Date on Master's Thesis/Doctoral Dissertation

5-2023

Document Type

Doctoral Dissertation

Degree Name

Ph. D.

Department

English

Degree Program

English Rhetoric and Composition, PhD

Committee Chair

Schneider, Stephen

Committee Co-Chair (if applicable)

Williams, Bronwyn

Committee Member

Williams, Bronwyn

Committee Member

Anderson, David

Committee Member

Paliewicz, Nicholas

Committee Member

Cagle, Lauren

Author's Keywords

Environmental care; crisis; place-based rhetoric; environmental education; environmental art

Abstract

Environmental communication has been situated as a crisis discipline; however, scholars have recently explored how to shift to include care within the discipline. To be sure, this does not mean the crisis element should be abandoned, but, instead coupled with care so that environmental messages are positive and forward looking. This project contributes to this shift by looking at how green spaces are constructed to deliver messages of environmental care.

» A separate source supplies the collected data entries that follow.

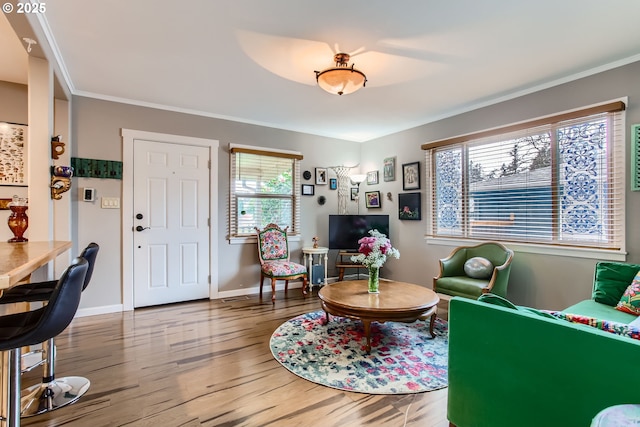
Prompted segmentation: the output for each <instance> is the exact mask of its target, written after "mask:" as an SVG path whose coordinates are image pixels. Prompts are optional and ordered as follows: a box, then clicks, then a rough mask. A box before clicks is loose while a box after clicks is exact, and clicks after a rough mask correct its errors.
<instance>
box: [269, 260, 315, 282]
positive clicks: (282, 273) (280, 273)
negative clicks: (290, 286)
mask: <svg viewBox="0 0 640 427" xmlns="http://www.w3.org/2000/svg"><path fill="white" fill-rule="evenodd" d="M262 271H263V272H264V274H266V275H267V276H269V277H280V278H284V277H288V276H296V275H298V274H303V273H306V272H307V268H306V267H305V266H304V265H302V264H297V263H295V262H291V261H265V262H264V263H263V264H262Z"/></svg>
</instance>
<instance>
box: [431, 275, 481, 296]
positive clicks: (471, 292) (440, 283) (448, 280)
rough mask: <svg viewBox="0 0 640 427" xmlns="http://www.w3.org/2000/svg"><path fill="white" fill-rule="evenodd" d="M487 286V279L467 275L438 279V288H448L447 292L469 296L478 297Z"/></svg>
mask: <svg viewBox="0 0 640 427" xmlns="http://www.w3.org/2000/svg"><path fill="white" fill-rule="evenodd" d="M486 287H487V280H486V279H474V278H471V277H467V276H451V277H441V278H439V279H438V288H439V289H441V290H442V289H446V290H447V294H449V295H457V296H462V297H468V298H473V299H475V298H477V297H478V295H480V294H482V290H483V289H484V288H486Z"/></svg>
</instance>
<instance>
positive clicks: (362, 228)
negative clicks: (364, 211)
mask: <svg viewBox="0 0 640 427" xmlns="http://www.w3.org/2000/svg"><path fill="white" fill-rule="evenodd" d="M372 229H376V230H378V231H379V232H381V233H384V234H386V236H387V237H389V238H391V237H390V236H389V215H329V249H342V250H354V251H357V250H358V240H360V239H361V238H362V237H364V236H368V235H369V230H372Z"/></svg>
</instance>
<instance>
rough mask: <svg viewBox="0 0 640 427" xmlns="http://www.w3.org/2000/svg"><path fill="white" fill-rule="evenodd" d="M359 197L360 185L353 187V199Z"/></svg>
mask: <svg viewBox="0 0 640 427" xmlns="http://www.w3.org/2000/svg"><path fill="white" fill-rule="evenodd" d="M357 198H358V187H351V200H356V199H357Z"/></svg>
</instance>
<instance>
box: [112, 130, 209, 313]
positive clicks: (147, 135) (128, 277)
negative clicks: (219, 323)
mask: <svg viewBox="0 0 640 427" xmlns="http://www.w3.org/2000/svg"><path fill="white" fill-rule="evenodd" d="M121 136H122V160H123V164H122V206H121V208H122V306H123V310H124V311H132V310H133V232H132V230H133V214H134V212H133V144H134V141H135V140H136V139H142V140H145V141H153V142H160V143H162V142H164V143H171V144H183V145H196V146H202V147H209V156H210V157H209V160H210V162H211V166H210V169H209V177H210V182H209V185H210V187H209V219H210V224H209V242H210V243H209V246H210V247H209V273H210V275H211V280H210V283H209V299H214V298H217V297H218V291H219V290H218V216H219V215H218V197H217V193H218V172H217V169H218V168H217V165H218V147H219V146H220V142H219V141H217V140H215V139H204V138H194V137H190V136H181V135H172V134H165V133H156V132H147V131H141V130H133V129H124V128H122V129H121Z"/></svg>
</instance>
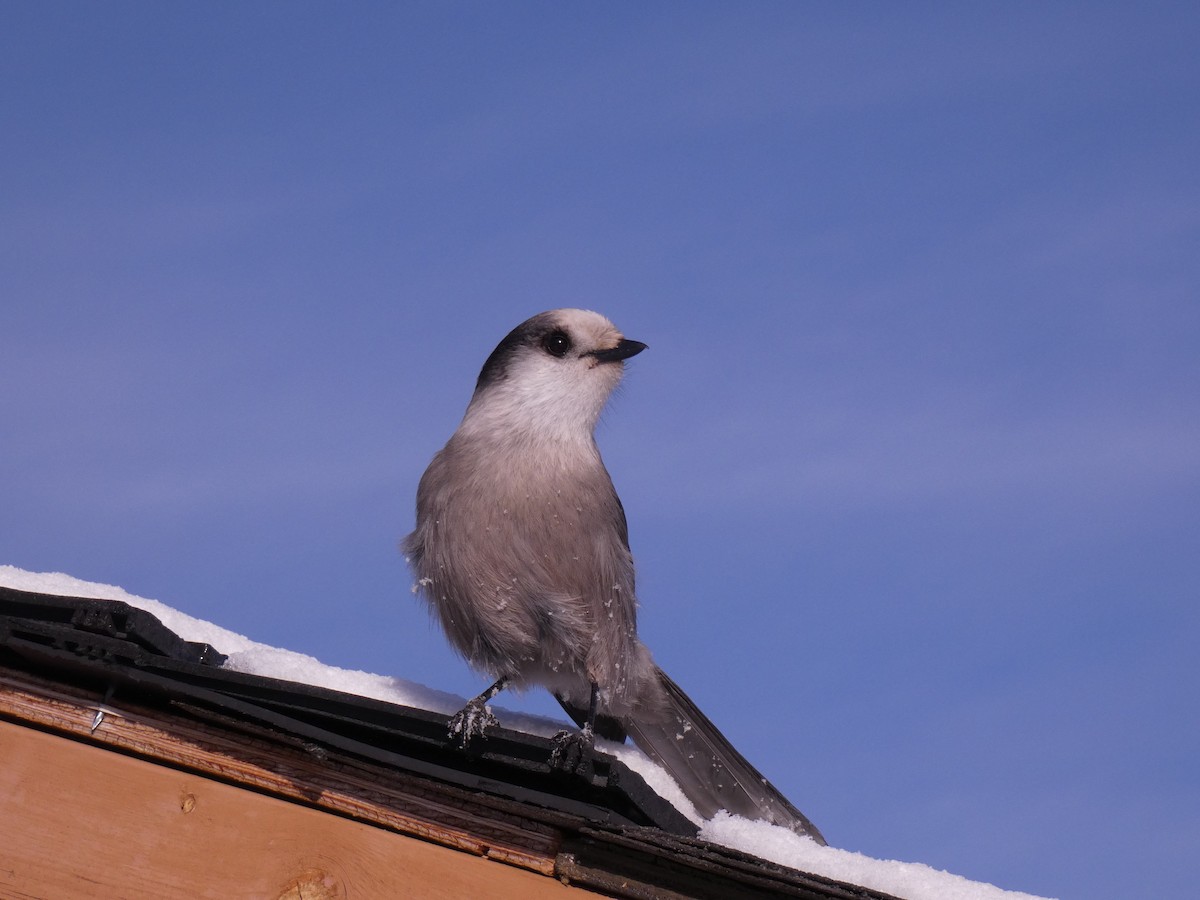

More specifically, I analyze how Bernheim Arboretum and Research Forest, located about 30 miles South of Louisville, KY, has been constructed and works to promote environmental care in a variety of ways. To do this, I immersed myself as a participatory observer and, over the course of three years, attended eight education classes and two research hikes, talked with Bernheim employees, and, overall, spent around 100 hours at the arboretum. My findings show how various ways of delivering environmental messages (e.g., education classes, hikes, art) work to promote specific aspects of environmental care such as reverence, nurturance, restoration, and inspiration. This project points to one way that environmental communication scholarship can further the discipline’s understanding of how to promote care.